Unai Emery's men, outplayed in the first half, responded with an emphatic second 45 minutes to leave Liverpool reeling and condemn Jurgen Klopp to a fifth-straight defeat in a major final.
Liverpool, who had dispatched Villarreal so impressively in the second leg of the semi-final, were the better side in the first half and deservedly took the lead when Daniel Sturridge curled in a superb finish from the edge of the area.
But Sevilla, who came from behind to beat Dnipro in last year's final, responded seconds after half-time with Kevin Gameiro's 29th goal of the season, before Coke capped a fine team move to put the holders ahead.
Klopp, whose side also lost the League Cup final to Manchester City in February, introduced Divock Origi in a bid to find a response but Coke struck a crucial blow 20 minutes from time, steering the ball beyond Simon Mignolet from close range despite Liverpool's appeals for offside.
Liverpool produced a memorable comeback against AC Milan to win their last European trophy in 2005, but there was to be no repeat of those Istanbul heroics as Sevilla became the first team to win Europe's secondary competition three years running and ensured a spot in next season's Champions League.
Sevilla started with more control in a cagey opening 10 minutes, although Emre Can brought the first save of the match out of David Soria with a low effort from the edge of the area.
Daniel Carrico made a timely intervention to hook Sturridge's header off the line as Liverpool began to look threatening on the break, and Roberto Firmino felt he should have earned a penalty when he diverted the ball into the arm of the Sevilla centre-back.
Gameiro got his first sight of goal, hooking a bicycle kick narrowly wide of the near post following a corner, but Sturridge produced a moment of magic to open the scoring 10 minutes before the break.
Philippe Coutinho found Sturridge on the edge of the area and the England striker bent a sublime finish beyond Soria with the outside of his left foot.
Lovren thought he had made it 2-0 with a towering header four minutes later, but the assistant referee flagged for offside after Sturridge had stuck out a foot to intercept the ball.

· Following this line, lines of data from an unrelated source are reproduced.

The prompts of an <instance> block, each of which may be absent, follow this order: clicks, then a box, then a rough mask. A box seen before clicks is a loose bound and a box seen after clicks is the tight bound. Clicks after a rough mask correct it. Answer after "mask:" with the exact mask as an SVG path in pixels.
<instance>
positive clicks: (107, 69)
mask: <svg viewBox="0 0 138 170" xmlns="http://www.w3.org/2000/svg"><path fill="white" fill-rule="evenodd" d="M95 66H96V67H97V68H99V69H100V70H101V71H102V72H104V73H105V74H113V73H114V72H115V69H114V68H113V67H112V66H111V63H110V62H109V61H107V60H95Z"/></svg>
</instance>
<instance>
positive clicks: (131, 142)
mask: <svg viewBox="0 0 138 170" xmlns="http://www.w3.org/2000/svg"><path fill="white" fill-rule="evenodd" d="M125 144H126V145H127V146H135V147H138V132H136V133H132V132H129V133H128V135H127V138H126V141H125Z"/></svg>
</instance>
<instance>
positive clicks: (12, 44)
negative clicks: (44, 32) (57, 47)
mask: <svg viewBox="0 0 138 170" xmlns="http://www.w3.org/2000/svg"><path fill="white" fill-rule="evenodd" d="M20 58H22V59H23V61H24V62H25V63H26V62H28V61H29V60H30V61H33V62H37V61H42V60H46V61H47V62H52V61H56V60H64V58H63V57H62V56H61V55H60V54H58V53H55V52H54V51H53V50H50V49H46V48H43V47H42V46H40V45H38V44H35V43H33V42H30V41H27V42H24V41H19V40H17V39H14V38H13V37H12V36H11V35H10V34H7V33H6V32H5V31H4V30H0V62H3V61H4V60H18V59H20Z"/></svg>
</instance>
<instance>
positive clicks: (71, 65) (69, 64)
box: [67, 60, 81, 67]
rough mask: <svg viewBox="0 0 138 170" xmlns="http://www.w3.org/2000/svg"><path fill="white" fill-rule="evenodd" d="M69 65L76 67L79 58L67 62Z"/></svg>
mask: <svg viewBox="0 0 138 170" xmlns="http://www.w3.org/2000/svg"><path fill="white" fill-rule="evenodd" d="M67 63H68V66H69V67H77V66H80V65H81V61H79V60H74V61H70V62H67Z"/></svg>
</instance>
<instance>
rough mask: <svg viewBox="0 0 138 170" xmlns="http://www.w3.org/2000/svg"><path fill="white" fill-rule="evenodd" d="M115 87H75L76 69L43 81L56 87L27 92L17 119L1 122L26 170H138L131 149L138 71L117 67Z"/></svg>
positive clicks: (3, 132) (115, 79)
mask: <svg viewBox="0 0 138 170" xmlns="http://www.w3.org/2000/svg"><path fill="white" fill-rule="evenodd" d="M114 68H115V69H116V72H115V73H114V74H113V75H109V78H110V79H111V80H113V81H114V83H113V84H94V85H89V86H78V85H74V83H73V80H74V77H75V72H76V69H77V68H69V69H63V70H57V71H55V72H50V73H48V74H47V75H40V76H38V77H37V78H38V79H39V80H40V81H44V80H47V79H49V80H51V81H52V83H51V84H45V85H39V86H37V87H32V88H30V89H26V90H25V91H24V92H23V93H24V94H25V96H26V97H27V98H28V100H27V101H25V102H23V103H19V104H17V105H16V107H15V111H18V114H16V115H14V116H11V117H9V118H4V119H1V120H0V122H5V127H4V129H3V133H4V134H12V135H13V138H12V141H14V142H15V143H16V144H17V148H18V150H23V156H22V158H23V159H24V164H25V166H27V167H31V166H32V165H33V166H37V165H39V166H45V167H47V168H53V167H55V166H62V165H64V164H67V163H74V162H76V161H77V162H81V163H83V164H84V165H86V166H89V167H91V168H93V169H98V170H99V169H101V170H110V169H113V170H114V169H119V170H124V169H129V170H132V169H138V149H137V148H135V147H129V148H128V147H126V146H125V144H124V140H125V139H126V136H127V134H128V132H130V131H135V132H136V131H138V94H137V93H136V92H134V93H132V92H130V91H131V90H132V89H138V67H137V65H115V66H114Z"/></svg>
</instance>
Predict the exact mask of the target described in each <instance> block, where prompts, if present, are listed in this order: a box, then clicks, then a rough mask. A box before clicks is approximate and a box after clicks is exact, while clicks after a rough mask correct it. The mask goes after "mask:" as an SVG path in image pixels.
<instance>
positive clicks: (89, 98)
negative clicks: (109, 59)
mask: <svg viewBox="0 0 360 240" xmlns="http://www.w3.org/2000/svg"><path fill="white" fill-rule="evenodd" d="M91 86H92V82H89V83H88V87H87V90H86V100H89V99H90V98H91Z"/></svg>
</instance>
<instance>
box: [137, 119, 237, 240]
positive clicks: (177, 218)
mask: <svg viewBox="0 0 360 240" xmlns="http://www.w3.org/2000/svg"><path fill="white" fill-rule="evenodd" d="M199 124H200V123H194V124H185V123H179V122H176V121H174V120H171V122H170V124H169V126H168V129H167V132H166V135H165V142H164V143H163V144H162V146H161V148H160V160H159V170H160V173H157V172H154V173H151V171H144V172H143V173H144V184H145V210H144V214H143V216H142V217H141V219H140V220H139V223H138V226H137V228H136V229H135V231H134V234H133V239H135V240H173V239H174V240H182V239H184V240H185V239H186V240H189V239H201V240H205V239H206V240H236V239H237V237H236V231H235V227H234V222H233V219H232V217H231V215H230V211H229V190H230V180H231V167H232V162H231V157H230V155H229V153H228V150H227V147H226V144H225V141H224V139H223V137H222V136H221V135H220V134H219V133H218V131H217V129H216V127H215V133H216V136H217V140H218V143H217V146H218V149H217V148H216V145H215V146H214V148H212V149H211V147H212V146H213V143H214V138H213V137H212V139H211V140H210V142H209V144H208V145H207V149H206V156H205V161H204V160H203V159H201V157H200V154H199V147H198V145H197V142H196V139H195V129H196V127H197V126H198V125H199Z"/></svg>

The Liga side would have been glad to go into the break just a goal behind but they produced a fine response just 17 seconds into the second half. Mariano skipped easily past the challenge of former Sevilla full-back Alberto Moreno and squared across goal for Gameiro, who tapped into an unguarded net.
Sevilla, suddenly buoyant, missed two great chances to take the lead through Gameiro before the hour mark. The Frenchman was first denied by a fine block tackle from Kolo Toure after racing in behind the Liverpool back line, before he scuffed a volley straight at Mignolet after Steven N'Zonzi's header found him completely unmarked six yards out.
Yet just as Sevilla looked as though they might rue those misses, Coke stepped up to put his side in control. A fine passing move involving Ever Banega and Vitolo saw Sevilla slice through the heart of Liverpool's midfield, and when the ball broke to Coke, he rifled a first-time shot into Mignolet's bottom-right corner.
And Coke put the holders on the brink of an historic win six minutes later, squeezing a shot in off Mignolet from the right of the six-yard box after the ball had deflected off Coutinho and into the Sevilla captain's path.
Liverpool pushed for a repeat of the dramatic comeback which saw them oust Borussia Dortmund in the semi-finals, but Sevilla held on to lift the trophy in front of their vociferous supporters.